I admit that the rank-and-file are not the brightest bunch. At any given moment, I reckon that roughly half of them are either scratching their bums or playing an alarming game they call “Jackhammer Chicken.” But Master Bruce, even a blind squirrel finds a nut from time to time. And this small army of squirrels puts your nuts in grave danger.

Far worse are the municipal inspectors; they are not so easily thrown off the scent. Last week, one approached me.

“Your lab isn't up to code,” he said.

“I'm sure I don't know what room you mean,” I bluffed. “There isn't any ‘lab.'”

“The room that's outfitted for forensic pathology?” he said, showing me the blueprints. “It's not up to code for that use.”

“Oh, you mean the game room?” I said.

“Game room?”

“Yes! We're, er, planning to put a billiards set in there.”

“Next to the autopsy table?” he asked.

“Erm, yes,” I said.

“We put hors d'oeuvres on it,” I said.

“Because it's easy to wheel around,” I said.

And not three days later, I fought with the same inspector over the fate of your beloved underground waterfall. He pointed out, rightly, that its splashing causes a serious slip hazard. I told him that damming it was a nonstarter. He asked why. I passed it off as the eccentric fancy of a bored plutocrat. Perhaps I should have told him the truth—that you really like how it's “so broody”?

Truthfully, I can deal with the crew and the inspectors. But have you considered that one of Gotham's ten million residents might notice the cavalcade of excavators, backhoes, bulldozers, and cranes going in and out of a giant opening in the Earth about three acres from your estate?

Or do you think that perhaps a supergenius like the Riddler might notice a subtle clue like the *million-and-half bloody bats* that pour out of the cave mouth every morning when the machines arrive?

I shudder to think that I first inspired this madness. You had outgrown your batarang cubby in the conservatory and needed more space for your vigilante operations. I will forever rue my proposal: together, we would render hospitable a modest space in the caverns near the estate. A touch of drywall, a smattering of electrical outlets, a rudimentary water closet. A small headquarters and a serviceable safehouse, should the need arise.

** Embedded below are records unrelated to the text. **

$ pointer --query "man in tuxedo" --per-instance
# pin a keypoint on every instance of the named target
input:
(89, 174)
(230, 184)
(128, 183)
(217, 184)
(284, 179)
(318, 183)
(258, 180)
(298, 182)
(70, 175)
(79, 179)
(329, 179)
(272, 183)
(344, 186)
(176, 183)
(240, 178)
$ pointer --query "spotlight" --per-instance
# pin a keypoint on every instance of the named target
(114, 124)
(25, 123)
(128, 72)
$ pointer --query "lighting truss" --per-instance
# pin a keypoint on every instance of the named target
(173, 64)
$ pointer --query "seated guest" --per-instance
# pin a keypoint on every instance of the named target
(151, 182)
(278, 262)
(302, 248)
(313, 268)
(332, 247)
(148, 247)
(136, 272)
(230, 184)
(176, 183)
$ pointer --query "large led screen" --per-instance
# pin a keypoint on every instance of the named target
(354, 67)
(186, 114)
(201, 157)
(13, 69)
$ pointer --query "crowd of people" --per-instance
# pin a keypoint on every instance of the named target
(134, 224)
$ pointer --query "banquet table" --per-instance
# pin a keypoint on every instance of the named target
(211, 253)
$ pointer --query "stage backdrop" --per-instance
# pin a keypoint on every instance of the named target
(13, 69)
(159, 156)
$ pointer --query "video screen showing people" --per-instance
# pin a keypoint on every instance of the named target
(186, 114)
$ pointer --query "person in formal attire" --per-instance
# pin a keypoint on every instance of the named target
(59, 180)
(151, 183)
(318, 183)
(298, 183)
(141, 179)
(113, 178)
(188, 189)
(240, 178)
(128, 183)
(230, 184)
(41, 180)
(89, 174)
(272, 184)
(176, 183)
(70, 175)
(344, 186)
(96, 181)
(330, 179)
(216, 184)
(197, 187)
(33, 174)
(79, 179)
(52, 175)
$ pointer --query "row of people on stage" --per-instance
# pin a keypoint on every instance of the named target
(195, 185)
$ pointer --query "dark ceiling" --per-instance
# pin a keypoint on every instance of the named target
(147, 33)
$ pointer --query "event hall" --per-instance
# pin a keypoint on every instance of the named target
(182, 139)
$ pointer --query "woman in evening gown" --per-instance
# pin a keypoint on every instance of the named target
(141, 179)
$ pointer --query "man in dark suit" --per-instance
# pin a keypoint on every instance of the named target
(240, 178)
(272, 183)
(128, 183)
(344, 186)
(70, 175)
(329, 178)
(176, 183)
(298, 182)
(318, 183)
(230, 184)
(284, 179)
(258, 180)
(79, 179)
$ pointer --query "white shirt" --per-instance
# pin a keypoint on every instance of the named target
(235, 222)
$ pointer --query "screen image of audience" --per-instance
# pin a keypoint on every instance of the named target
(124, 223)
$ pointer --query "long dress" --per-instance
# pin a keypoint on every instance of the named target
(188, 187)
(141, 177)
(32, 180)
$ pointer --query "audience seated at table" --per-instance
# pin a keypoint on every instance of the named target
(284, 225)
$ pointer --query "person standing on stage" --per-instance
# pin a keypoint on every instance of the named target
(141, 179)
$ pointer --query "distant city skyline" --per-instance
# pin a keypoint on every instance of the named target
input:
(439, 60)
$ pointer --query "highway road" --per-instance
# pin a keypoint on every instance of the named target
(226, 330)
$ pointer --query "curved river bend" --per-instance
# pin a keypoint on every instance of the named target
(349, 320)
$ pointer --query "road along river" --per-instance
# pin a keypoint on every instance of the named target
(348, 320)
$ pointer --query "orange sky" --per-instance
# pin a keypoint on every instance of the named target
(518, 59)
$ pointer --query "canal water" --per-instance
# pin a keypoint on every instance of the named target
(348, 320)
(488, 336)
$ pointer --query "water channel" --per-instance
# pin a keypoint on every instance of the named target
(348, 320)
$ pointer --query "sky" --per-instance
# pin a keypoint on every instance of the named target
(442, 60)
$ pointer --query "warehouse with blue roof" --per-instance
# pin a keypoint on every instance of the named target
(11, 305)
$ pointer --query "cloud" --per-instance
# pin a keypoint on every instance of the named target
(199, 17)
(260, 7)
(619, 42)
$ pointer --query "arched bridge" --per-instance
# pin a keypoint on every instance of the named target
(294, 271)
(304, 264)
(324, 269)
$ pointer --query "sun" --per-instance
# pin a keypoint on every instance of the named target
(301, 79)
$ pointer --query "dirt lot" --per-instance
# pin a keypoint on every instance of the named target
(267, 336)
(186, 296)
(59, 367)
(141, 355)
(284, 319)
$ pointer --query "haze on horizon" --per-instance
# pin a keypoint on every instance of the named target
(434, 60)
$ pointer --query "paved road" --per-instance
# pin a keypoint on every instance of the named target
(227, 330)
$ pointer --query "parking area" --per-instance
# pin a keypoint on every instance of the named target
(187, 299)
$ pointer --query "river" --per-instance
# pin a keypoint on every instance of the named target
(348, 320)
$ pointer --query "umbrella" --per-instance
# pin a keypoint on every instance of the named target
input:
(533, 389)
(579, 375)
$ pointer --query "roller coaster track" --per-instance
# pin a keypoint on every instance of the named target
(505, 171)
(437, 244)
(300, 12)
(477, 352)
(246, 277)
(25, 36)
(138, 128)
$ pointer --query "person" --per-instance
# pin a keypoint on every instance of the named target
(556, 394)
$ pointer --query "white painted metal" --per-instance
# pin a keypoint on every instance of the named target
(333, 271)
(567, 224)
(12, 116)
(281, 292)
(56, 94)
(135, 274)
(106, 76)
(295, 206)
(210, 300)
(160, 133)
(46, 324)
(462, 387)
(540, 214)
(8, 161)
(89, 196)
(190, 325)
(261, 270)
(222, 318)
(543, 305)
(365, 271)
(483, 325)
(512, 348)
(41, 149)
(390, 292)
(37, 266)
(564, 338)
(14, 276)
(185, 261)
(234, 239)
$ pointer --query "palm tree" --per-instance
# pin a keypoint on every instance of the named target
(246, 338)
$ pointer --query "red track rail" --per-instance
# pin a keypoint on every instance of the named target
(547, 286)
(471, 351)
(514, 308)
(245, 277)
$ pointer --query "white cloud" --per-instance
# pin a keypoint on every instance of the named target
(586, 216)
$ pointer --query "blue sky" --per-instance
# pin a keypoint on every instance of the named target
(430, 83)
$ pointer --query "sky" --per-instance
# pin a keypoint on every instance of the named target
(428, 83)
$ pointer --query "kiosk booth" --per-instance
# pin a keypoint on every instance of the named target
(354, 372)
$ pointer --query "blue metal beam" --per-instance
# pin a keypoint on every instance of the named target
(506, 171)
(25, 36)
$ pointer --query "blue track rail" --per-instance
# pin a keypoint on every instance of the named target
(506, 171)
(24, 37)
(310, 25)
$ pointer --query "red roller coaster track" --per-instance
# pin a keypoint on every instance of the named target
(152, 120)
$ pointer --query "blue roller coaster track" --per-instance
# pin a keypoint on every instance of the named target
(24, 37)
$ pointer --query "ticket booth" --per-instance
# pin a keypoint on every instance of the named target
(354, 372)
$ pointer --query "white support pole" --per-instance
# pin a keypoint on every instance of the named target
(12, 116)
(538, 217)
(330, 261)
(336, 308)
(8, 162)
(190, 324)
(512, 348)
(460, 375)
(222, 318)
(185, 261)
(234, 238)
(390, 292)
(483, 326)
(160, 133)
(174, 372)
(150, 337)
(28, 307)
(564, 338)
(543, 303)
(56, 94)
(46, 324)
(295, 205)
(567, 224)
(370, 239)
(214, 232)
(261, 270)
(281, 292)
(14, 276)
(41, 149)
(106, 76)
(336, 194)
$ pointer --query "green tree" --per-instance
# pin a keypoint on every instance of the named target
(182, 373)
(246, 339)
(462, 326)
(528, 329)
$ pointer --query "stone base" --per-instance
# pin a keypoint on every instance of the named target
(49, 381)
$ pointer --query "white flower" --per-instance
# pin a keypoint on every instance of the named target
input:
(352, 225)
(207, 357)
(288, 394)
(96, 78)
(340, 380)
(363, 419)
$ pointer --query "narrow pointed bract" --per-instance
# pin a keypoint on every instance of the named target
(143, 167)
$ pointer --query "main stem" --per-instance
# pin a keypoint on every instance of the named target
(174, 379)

Yet today, I found myself supervising the installation of an enormous underground hydraulic car platform, which spins up through a bladed aperture mechanism—all a quarter of a mile beneath the earth’s surface, of course. One of the welders turned to the foreman and said, “Boy, you'd think he'd be parking the Batmobile on here or something.” My blood froze. The foreman responded, “Come on, Batman would never draw this much attention to himself.”

You'd certainly think so, wouldn't you, Bruce?

Perhaps you think I am wringing my hands for nothing. I know that I am prone to nag you about trivialities: your reputation and family name, the solvency of your global megacorporation, the state of your spinal cord. I’m sure my anxiety stems from the deep love that every butler feels toward his billionaire.

But set aside the noise, the scaffolding logistics, the liability insurance. You are jeopardizing your most precious asset—your identity itself! And I cannot stand idly by while these sweaty hard-hats hawk their loogies closer and closer to your most sensitive secrets. I beg you, turn back from this audacious enterprise, lest your hubris prove your downfall!

Perhaps you would allow me to convert the conservatory into a headquarters for you instead? I would make it as broody as you could possibly imagine. You have my solemn word.